Mort d’un jardinier
Lire un extrait du roman de Lucien Suel paru à La Table ronde.
Cela démarre en douceur mais avec néanmoins la vivacité qui s’impose au jardinier quand il se prépare à l’action. Pas question de flâner outre mesure. Les outils (brouette, bêche, fourche) attendent. La terre également est prête. Et Lucien Suel aussi, qui, après avoir donné le signal du départ, se doit de suivre l’avancée des travaux d’un bout à l’autre.

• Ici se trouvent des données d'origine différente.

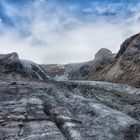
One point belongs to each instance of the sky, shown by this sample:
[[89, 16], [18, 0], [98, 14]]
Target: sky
[[65, 31]]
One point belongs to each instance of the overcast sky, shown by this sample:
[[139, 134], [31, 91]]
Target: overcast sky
[[65, 31]]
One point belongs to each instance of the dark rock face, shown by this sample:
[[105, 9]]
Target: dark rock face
[[10, 63], [68, 111], [131, 44], [103, 53], [11, 66]]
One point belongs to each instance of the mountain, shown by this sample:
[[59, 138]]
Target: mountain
[[12, 67], [107, 66]]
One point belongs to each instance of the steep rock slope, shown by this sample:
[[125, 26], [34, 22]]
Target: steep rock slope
[[126, 66], [12, 67]]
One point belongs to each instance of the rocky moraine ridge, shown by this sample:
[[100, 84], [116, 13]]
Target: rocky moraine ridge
[[56, 102]]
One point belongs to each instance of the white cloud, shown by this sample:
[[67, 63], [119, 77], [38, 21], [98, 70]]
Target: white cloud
[[55, 35]]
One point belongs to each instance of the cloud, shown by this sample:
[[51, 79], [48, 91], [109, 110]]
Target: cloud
[[47, 32]]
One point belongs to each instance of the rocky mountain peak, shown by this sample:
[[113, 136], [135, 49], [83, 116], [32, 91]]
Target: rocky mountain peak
[[103, 53], [130, 46]]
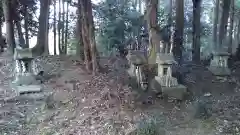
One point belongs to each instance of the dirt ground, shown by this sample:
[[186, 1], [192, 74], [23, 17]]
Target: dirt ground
[[77, 103]]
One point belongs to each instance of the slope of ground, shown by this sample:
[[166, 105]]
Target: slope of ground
[[81, 104]]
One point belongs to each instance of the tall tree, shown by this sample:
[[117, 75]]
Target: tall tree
[[196, 30], [66, 31], [152, 8], [26, 25], [7, 10], [54, 27], [88, 35], [216, 22], [59, 27], [41, 46], [63, 26], [178, 35], [231, 26], [224, 21]]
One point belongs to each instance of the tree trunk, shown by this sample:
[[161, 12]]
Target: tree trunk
[[169, 27], [231, 27], [140, 6], [224, 22], [178, 34], [1, 35], [152, 25], [20, 34], [54, 28], [196, 30], [26, 26], [216, 22], [66, 31], [95, 66], [63, 26], [88, 35], [6, 5], [42, 36], [84, 27], [59, 27], [80, 46]]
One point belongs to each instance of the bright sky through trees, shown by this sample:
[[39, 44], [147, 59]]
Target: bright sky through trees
[[33, 40]]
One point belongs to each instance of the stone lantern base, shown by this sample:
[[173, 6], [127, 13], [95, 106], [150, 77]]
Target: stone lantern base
[[177, 92], [25, 81], [219, 65]]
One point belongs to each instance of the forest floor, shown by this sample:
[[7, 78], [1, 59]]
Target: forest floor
[[105, 105]]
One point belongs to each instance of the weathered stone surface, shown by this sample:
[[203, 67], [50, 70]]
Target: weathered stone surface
[[177, 92], [23, 53], [28, 88], [220, 71], [25, 79], [136, 57], [219, 65]]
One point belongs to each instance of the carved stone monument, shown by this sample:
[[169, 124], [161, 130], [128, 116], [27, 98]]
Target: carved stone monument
[[137, 60], [218, 65], [25, 81], [169, 84]]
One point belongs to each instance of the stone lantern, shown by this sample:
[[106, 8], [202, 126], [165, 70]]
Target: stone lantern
[[218, 65], [169, 84], [25, 80]]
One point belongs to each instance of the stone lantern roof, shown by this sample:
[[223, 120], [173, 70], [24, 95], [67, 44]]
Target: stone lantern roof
[[165, 59]]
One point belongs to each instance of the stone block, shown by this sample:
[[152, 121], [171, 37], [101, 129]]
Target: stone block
[[28, 89], [25, 79], [220, 71], [177, 92]]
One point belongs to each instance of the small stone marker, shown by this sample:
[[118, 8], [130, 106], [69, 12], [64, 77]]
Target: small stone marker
[[219, 65], [169, 84], [25, 81]]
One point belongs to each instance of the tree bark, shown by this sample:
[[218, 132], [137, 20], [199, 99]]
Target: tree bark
[[224, 22], [59, 27], [79, 36], [66, 31], [6, 5], [42, 36], [231, 27], [88, 35], [2, 44], [216, 22], [54, 28], [63, 27], [20, 34], [152, 25], [178, 34], [196, 30], [26, 26], [168, 47]]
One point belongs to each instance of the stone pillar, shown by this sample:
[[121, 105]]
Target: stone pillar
[[169, 84], [25, 81], [218, 65]]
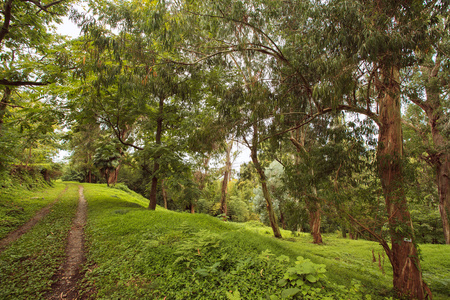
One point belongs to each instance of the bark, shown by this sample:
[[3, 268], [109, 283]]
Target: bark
[[313, 207], [6, 11], [263, 181], [154, 186], [443, 182], [226, 179], [282, 220], [3, 104], [403, 255], [164, 192], [439, 157], [113, 175]]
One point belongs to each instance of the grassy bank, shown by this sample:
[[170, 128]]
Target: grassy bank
[[139, 254], [28, 264], [133, 253], [18, 204]]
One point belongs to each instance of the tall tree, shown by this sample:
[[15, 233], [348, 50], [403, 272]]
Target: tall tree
[[342, 55], [427, 89]]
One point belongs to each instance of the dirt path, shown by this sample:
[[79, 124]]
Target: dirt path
[[67, 277], [16, 234]]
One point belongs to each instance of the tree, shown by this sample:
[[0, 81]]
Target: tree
[[426, 90], [341, 55], [31, 58]]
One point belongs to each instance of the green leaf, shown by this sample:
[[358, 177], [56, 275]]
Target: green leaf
[[311, 278], [289, 292]]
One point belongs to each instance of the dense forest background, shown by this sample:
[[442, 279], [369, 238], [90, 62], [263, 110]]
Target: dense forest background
[[342, 105]]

D’emblée, il tutoie ce jardinier qui lui ressemble beaucoup.
« Tu es au milieu du monde au milieu de ta vie, tu es au centre du feu, ton cerveau enregistre tout, la fatigue de tes muscles engorgés de toxines et l’odeur de fumée qui imprègne tes vêtements. »
Il se confirme, au fil des pages, que le jardin en question est bien plus vaste qu’il n’y parait et que le jardinier, en plus de s’adonner à ses passions de terre (plantes, légumes, fleurs et fruits) étend ses compétences et ses envies d’en savoir plus à de nombreux autres domaines. Les lieux clos incitent à l’errance. Il suffit d’un simple déclic pour que celle-ci devienne effective. Ici le déclic est un cœur qui se crispe et ferraille trop fort dans la poitrine d’un homme qui, en train de fendre du bois, soudain s’écroule.
« Tu n’as plus la force de lever les bras vers ta poitrine pour desserrer les pinces qui la torturent, tu as la tête qui tourne, la peur se mêle à la douleur, un vertige te saisit, tu plies les genoux, tu tombes sur le dos au milieu des bûches fendues. »
Ainsi étendu, le jardinier regarde défiler devant lui un flot ininterrompu de souvenirs vifs et percutants, un vrai diaporama affluant par saccades, un peu à l’instar de ce sang qui, irriguant le cerveau avec de plus en plus de peine, désire reconstituer le plus de séquences et d’images possibles avant que le flux ne s’arrête.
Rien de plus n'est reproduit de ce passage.